Aguie se acercó dando saltitos hacia Lina, balanceando la pequeña mochila que Herc le había hecho llevar. Herc suspiró, volviendo a mirar su reloj de pulsera.

-Tened cuidado, y espero encontraros aquí cuando haya vuelto de trabajar.- dijo el rubio mirando otra vez su reloj, con una extraña obsesión.

-Tranquilo, así será.- aseguró Lina con una gran sonrisa.- Será mejor que nos pongamos en camino.- anunció a Aguie con diversión.

La pequeña se despidió de su hermano y ambas empezaron a bajar las escaleras del edificio.

Caminaron, una al lado de la otra, durante media hora, por partes de la ciudad que Aguie sólo reconocía de un vistazo fugaz a través de las ventanillas del autobús. La pequeña estaba totalmente perdida, dudaba de que aquellos edificios que jamás había visto bien pudieran ser parte de su ciudad sin que ella lo supiera. Sentía como si paseara a través de pedazos de muchos lugares, de muchas ciudades, con diferentes personas y colores. Aquel amasijo diferente, encajado al azar en unos kilómetros cuadrados, no podía tener sólo una voz y una cara. Era un rompecabezas unido a la fuerza con un resultado extraño del que nadie parecía quejarse.

-Ya casi no queda nada para llegar.- dijo Lina con una sonrisa, sacándola de su ensimismamiento.

-No tengo prisa, me gusta caminar.- dijo la niña mirando los enormes edificios de colores.

Lina sonrió para sí, mirando al cisne rubio con cierta admiración. Se quedaba embobada a cada instante, y le intrigaba enormemente las cosas que podían pasar por su volátil cabecita.

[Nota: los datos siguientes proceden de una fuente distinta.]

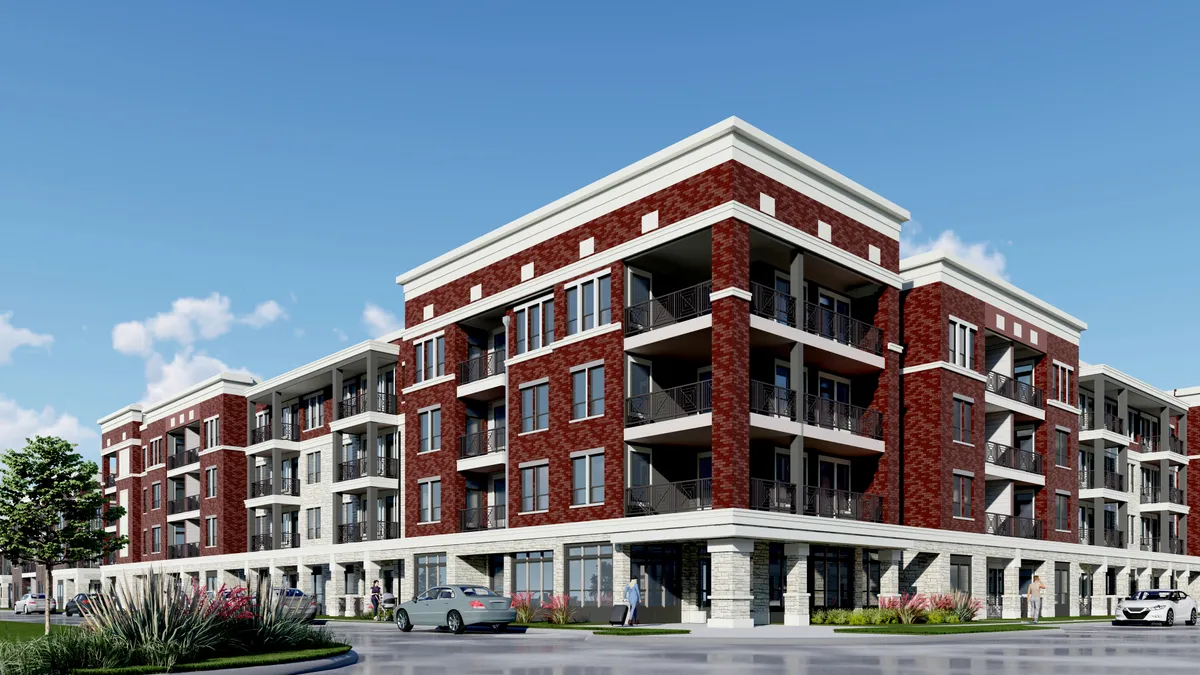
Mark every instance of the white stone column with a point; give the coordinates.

-Es justo ahí.- dijo Lina señalando un edificio enjunto, inseguro, con las manos temblorosas y una sonrisa tímida.

El edificio se estremeció ligeramente ante la mirada seria y escrutadora de la niña rubia.

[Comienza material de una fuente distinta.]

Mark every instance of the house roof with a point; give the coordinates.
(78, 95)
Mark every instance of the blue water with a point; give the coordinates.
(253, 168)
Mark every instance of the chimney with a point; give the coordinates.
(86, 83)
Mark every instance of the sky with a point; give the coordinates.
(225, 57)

-Esperemos que no se haya mudado en los últimos años.- susurró Lina lo suficientemente alto para que la niña lo oyera.

Ambas se miraron, concentradas en su misión, y, con decisión, se encaminaron con paso ligero al edificio, no lo suficientemente alto como para resultar intimidante, es más, parecía temerlas. Las dos chicas se pararon enfrente de la puerta, siendo la indecisión lo único que las retuvo unos segundos. Con una mueca decidida, Lina pulsó el porterillo adecuado y esperaron pacientemente la respuesta de su inquilino. Aguie empezó a balancearse sobre sus talones y las puntas de sus pies, imaginándose alguna excusa posible para que un señor de unos setenta años no estuviera en su casa, habiéndose jubilado.

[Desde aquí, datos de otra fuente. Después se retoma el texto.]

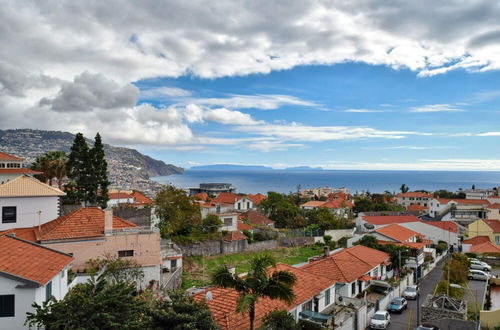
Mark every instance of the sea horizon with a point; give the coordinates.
(375, 181)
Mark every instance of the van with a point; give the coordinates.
(480, 275)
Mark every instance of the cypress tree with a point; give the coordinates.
(100, 172)
(79, 170)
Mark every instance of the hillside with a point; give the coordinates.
(127, 167)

-¿Quién es?- preguntó una voz grave y algo agitada, como si hubiera estado corriendo un maratón.

-Soy Lina, señor Ramírez.- dijo la joven más alto de lo normal, temerosa de que aquel anciano duro de oído no la entendiera a causa del interfono.

-¿Quién?- volvió a preguntar el señor Ramírez más alto que antes, como si se hubiera acercado más al telefonillo.

-¡Lina!- exclamó la joven contra el aparato cuyos días de servicio estaban contados.-¡Trabajo con el señor Garrido en la librería!

-¿Gina? ¡No conozco a ninguna Gina, ni a ningún señor Barrido que trabaje en una quesería!- gritó el cuasi-sordo señor con impaciencia.

-¡Pongase el audífono, señor Ramírez!- exclamó la librera con fuerza.- ¡Soy Carolina, la ayudante del señor Garrido en ''Bibliopea''!